HDAC classes include I, II, III and IV. HDACs in class III have NAD-dependent catalytic sites and have the overlapping functions with classical HDACs [2]. (West & Johnstone, 2014). HDAC downregulation and inhibition by small molecules such as SAHA, TSA and Valproic acid produce hyperacetylation of genome, for example HDAC3 deletion results in increased H3K9, K14ac; H4K5ac; and H4K12ac [9,10].

HDACi results in hyperacetylation which results in induction of apoptosis-inducing genes such as encoding the proapoptotic BMF indicating the interaction between apoptotic signaling pathways and the genetic modification. BMF is shown to play a central role in HDAC-mediated apoptosis [11].

The mechanistics of HDACi resulting in biological processes are not fully understood and largely depends on genetic signature of the tumor itself. Nevertheless, the most elucidated outcomes include differentiation, growth arrest, apoptosis induction, inhibition of angiogenesis and last but not the least immunogenicity. Around twenty clinically tested HDACi have been documented being effective in hematological malignancies such as multiple myeloma and acute myeloid leukemia. No HDACi has been seen effective as a monotherapy against cancer by now but mostly are used as an adjuvents in combination treatments [2].

HDACi are used as small molecule therapeutics in various diseases including malignancies. Based on the chemical structure, HDACi include hydroxamic acids (TSA (trichostatin A), vorinostat (SAHA), carboxylic acids (valproate, butyrate), aminobenzamides (entinostat), cyclic peptides (romidepsin) epoxyketones (trapoxins), and hybrid molecules. Out of these vorinostat and romidepsin have been approved for clinical use in cutaneous T cell lymphoma (CTCL), while active research is being on valproic acid and TSA [2].

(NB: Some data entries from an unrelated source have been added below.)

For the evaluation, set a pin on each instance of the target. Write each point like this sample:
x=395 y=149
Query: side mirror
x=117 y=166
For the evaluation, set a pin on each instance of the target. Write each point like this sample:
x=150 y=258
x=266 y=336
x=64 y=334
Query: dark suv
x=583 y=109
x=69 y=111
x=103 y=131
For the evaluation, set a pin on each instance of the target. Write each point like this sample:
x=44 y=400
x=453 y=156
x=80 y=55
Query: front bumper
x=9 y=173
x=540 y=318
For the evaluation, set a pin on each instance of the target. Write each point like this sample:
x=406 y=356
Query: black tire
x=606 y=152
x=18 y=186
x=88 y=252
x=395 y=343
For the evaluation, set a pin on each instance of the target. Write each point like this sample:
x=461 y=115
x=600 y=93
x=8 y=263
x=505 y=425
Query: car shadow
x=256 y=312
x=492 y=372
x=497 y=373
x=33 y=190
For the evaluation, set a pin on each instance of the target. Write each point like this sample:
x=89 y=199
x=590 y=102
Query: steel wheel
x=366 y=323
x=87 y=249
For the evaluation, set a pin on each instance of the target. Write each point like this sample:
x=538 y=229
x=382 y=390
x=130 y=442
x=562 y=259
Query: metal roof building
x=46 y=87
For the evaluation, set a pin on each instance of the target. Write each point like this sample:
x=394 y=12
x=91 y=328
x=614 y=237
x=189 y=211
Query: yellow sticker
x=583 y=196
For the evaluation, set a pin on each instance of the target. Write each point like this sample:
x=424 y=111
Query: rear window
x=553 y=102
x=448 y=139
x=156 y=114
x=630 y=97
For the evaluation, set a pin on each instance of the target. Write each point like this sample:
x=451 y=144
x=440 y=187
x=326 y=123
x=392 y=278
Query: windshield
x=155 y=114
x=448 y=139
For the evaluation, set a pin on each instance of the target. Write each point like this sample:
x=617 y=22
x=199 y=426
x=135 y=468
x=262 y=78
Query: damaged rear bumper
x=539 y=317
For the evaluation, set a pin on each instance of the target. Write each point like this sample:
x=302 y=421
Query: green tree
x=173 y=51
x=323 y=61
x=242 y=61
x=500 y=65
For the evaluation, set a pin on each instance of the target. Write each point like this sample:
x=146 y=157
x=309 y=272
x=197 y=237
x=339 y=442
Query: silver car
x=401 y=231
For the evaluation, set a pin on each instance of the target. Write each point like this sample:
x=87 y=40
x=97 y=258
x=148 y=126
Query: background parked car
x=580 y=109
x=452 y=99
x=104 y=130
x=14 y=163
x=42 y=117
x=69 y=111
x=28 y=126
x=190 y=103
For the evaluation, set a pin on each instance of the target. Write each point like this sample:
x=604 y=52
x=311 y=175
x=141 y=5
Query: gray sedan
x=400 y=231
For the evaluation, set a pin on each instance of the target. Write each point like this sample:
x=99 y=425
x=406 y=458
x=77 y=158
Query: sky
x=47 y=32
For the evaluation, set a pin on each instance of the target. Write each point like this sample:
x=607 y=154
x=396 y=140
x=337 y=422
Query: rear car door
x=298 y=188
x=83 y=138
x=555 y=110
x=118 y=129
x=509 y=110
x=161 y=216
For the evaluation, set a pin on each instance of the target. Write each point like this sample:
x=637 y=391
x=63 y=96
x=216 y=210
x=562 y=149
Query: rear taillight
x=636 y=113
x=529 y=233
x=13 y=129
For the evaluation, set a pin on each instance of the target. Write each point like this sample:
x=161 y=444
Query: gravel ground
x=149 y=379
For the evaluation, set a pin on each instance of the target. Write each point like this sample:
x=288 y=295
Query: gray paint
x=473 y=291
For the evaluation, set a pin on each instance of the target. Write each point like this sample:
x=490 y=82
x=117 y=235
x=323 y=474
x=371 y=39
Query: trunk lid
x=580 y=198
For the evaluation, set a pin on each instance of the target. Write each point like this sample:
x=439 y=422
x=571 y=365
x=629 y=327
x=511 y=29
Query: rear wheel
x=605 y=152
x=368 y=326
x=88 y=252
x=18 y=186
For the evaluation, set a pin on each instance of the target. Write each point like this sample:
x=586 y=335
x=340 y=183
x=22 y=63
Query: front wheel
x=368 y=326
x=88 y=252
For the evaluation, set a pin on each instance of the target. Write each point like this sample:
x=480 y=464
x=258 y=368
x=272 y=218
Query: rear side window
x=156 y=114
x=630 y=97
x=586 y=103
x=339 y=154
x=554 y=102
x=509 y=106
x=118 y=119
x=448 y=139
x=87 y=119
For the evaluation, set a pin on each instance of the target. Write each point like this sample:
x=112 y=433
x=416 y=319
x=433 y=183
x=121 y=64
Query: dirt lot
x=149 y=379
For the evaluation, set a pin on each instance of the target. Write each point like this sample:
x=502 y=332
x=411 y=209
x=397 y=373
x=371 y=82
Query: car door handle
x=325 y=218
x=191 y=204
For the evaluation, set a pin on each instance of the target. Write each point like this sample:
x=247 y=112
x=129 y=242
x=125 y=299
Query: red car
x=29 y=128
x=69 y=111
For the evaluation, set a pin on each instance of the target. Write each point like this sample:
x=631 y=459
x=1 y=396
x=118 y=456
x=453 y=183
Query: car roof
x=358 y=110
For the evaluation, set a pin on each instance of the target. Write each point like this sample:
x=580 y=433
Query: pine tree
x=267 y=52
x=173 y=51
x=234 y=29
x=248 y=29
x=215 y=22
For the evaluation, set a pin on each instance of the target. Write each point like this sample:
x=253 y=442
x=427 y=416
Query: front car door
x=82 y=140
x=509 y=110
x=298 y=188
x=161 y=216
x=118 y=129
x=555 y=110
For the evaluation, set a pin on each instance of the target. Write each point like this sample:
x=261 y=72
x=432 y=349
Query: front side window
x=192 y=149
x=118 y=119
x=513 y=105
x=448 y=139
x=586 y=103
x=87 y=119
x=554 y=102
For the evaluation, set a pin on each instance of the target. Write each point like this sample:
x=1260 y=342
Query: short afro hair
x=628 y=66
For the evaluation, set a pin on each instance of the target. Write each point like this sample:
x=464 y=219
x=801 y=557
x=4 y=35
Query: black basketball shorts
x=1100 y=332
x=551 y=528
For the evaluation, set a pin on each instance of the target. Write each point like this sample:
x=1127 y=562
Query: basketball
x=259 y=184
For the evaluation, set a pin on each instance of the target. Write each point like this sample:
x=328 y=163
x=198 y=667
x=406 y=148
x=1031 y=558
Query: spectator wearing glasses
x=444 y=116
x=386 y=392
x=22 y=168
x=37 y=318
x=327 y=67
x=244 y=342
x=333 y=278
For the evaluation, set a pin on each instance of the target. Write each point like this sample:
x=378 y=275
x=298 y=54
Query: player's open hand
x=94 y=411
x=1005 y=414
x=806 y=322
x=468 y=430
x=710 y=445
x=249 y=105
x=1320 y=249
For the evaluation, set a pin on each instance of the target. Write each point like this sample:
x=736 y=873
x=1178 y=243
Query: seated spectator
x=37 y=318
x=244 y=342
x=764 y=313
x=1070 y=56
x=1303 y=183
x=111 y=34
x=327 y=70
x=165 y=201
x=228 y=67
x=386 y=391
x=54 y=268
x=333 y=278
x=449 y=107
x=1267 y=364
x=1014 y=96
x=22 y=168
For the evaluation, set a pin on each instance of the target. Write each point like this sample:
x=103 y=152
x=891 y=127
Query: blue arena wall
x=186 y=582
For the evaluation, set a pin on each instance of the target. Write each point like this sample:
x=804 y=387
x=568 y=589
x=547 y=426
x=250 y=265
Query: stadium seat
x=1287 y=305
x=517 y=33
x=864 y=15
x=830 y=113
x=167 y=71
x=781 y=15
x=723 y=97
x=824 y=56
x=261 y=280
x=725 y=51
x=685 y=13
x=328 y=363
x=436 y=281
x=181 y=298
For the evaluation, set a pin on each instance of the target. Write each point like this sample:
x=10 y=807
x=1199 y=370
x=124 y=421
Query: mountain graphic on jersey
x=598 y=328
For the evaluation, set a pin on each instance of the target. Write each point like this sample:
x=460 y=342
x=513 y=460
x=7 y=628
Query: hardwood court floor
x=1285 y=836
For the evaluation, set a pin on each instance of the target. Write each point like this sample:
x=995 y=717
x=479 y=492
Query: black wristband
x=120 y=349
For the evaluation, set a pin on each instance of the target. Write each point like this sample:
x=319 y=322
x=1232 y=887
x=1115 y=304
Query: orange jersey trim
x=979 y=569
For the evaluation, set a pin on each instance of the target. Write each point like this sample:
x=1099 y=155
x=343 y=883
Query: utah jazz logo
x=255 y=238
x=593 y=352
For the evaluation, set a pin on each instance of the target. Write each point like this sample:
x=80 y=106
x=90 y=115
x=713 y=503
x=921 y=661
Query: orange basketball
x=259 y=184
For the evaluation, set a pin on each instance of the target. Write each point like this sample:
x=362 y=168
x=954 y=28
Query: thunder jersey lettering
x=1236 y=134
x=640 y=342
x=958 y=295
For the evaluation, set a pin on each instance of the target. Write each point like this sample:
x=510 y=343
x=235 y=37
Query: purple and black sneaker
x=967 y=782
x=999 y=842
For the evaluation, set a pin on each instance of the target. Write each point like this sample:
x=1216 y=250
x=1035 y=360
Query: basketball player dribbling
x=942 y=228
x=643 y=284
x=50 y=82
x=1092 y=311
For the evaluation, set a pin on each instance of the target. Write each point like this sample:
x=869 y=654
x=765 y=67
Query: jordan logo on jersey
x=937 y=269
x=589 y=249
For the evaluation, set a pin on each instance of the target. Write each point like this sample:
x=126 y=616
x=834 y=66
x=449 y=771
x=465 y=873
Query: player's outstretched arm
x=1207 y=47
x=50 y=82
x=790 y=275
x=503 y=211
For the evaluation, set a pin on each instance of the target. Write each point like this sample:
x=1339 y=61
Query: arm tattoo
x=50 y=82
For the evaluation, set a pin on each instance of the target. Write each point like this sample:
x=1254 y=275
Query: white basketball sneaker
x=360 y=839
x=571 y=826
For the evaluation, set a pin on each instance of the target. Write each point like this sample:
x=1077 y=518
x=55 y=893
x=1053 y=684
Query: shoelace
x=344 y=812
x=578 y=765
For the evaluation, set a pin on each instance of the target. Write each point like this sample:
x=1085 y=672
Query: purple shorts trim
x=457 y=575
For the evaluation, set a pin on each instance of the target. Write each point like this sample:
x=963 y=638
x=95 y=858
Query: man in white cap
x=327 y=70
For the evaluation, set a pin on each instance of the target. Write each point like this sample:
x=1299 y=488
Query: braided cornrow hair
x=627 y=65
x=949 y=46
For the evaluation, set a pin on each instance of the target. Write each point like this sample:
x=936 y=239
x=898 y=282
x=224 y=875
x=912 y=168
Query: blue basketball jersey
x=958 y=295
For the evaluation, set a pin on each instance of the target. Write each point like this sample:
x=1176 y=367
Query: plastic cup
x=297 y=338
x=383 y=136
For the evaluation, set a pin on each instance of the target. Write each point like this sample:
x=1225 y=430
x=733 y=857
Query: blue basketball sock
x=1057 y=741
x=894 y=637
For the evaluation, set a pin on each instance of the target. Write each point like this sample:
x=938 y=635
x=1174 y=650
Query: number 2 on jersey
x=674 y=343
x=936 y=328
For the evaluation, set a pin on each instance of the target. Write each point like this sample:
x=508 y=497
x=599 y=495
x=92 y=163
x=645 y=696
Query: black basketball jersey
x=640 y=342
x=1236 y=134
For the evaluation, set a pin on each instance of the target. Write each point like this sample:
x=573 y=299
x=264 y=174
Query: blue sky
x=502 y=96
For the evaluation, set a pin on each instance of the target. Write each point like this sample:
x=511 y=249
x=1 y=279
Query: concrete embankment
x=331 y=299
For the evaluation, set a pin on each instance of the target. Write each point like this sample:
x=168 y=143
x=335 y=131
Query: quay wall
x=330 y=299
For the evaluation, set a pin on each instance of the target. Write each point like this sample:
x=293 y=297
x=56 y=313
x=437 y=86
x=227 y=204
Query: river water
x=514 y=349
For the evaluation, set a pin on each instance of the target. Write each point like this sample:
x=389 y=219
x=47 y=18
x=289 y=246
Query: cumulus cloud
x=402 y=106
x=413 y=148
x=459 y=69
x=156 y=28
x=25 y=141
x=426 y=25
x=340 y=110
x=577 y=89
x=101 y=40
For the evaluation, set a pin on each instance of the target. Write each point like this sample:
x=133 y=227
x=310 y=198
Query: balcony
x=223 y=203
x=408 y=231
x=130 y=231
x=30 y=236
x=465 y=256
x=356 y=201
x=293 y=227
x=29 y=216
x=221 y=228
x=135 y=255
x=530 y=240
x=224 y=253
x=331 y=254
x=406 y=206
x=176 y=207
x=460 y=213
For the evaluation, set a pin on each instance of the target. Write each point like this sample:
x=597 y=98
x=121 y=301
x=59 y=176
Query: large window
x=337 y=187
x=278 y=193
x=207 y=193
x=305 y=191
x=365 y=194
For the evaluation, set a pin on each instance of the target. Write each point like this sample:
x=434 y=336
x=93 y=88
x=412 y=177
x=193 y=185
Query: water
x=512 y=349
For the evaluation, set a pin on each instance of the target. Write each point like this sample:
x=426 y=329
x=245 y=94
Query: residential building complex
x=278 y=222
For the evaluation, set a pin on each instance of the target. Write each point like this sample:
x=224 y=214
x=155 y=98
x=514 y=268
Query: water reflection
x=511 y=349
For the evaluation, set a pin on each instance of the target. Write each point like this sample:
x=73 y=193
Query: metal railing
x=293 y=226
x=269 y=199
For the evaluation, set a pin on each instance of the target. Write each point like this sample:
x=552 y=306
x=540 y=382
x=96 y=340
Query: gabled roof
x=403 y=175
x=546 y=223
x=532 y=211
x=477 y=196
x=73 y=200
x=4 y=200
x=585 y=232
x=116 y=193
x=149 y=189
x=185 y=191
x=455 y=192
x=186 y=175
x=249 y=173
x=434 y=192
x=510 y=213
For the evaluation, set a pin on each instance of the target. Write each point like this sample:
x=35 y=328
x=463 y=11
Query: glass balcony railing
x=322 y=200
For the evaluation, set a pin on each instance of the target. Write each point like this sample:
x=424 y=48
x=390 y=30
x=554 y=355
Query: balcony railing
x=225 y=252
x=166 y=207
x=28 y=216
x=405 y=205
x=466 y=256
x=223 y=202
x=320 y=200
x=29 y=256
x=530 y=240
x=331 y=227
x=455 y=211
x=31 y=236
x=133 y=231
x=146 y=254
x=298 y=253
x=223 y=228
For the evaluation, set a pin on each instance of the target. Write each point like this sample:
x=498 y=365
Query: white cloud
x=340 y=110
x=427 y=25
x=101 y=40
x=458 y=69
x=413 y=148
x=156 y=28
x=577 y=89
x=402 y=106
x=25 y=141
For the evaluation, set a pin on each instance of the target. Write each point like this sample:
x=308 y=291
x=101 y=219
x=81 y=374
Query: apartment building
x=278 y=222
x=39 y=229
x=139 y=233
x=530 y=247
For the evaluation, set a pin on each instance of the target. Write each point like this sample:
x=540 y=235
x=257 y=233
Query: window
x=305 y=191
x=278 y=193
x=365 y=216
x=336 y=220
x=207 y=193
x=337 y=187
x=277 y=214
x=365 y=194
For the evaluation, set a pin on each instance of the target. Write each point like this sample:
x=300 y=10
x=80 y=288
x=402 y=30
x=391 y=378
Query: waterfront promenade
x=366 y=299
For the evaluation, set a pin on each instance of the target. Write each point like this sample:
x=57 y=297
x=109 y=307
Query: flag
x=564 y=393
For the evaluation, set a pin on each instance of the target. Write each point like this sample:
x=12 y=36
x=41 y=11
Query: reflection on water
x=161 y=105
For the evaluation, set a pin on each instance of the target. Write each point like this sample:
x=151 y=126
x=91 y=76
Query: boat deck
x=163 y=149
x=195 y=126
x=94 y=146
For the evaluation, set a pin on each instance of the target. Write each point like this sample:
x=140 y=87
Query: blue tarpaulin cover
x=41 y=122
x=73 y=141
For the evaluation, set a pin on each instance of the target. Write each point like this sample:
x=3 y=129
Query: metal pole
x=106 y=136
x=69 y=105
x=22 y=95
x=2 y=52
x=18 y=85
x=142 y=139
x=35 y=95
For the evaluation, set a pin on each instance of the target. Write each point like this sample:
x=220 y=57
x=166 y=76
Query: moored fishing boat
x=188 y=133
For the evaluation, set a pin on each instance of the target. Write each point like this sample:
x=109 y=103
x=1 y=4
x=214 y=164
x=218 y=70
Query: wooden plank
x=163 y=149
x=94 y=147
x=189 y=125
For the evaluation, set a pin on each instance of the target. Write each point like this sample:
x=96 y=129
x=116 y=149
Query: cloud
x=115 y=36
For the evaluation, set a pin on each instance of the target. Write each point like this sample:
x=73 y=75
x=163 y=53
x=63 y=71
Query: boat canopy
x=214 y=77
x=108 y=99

Vorinostat (SAHA) is a pan HDAC inhibitor that modifies the acetylation status and induces apoptosis [12]. HDAC not only acetylate the histones but also affect the acetylation and thus activation status of non-histone proteins. Therefore, evidence suggests that HDACi are also effective in cancer therapy through this mechanism of action. Thus, SAHA increases the acetylation of heatshock protein 90 (HSP90) in HER2-overexpressing breast cancer cell lines. The acetylated HSP90 is dissociated from HER2 resulting in the degradation of HER2 [13]. Similarly, Valproic acid affects relatively better against HER2-overexpressing breast cancer cells than HER2-negative [14]. HDAC inhibitors have proven relatively successful for the treatment of hematological malignancies as compared to solid tumors. Therefore, these are used as an adjunct with current regimens of chemotherapies.

Conclusion

“Science seems slow and cancer fast” by the pace of epigenetic modifications and resulting heterogeneity in cancer cells and CSCs. Histone code and epigenetic changes are the most widely accepted mechanism of the tumerogenesis, maintenance and the progression of cancer cells regulating the gene expression in heterogenous tumor cell populations. The evidence suggests key role of HDACs in cancer development and progression. One of the limitations of cancer treatment include resistance to the treatment. A wellstudied mechanism of resistance is the expression of anti-apoptotic genes by the cancer epigenome. HDACi induce apoptotic gene expression. Apoptosis is evidenced as a preferential pathway of HDAC inhibitors to induce cell death. Although, HDACi have proven to be effective as a component of combination therapy, their side effects in high doses limit their use as independent therapeutics. Better understanding of epigenetic changes in the cancer stem cells may improve the outcomes by HDACi therapies as these have broad targeting capacity. Targeting the epigenetic aberrations in histone code remains an area of active research in order to reach the goal of developing successful cancer therapy with minimal side effects and maximum efficacy.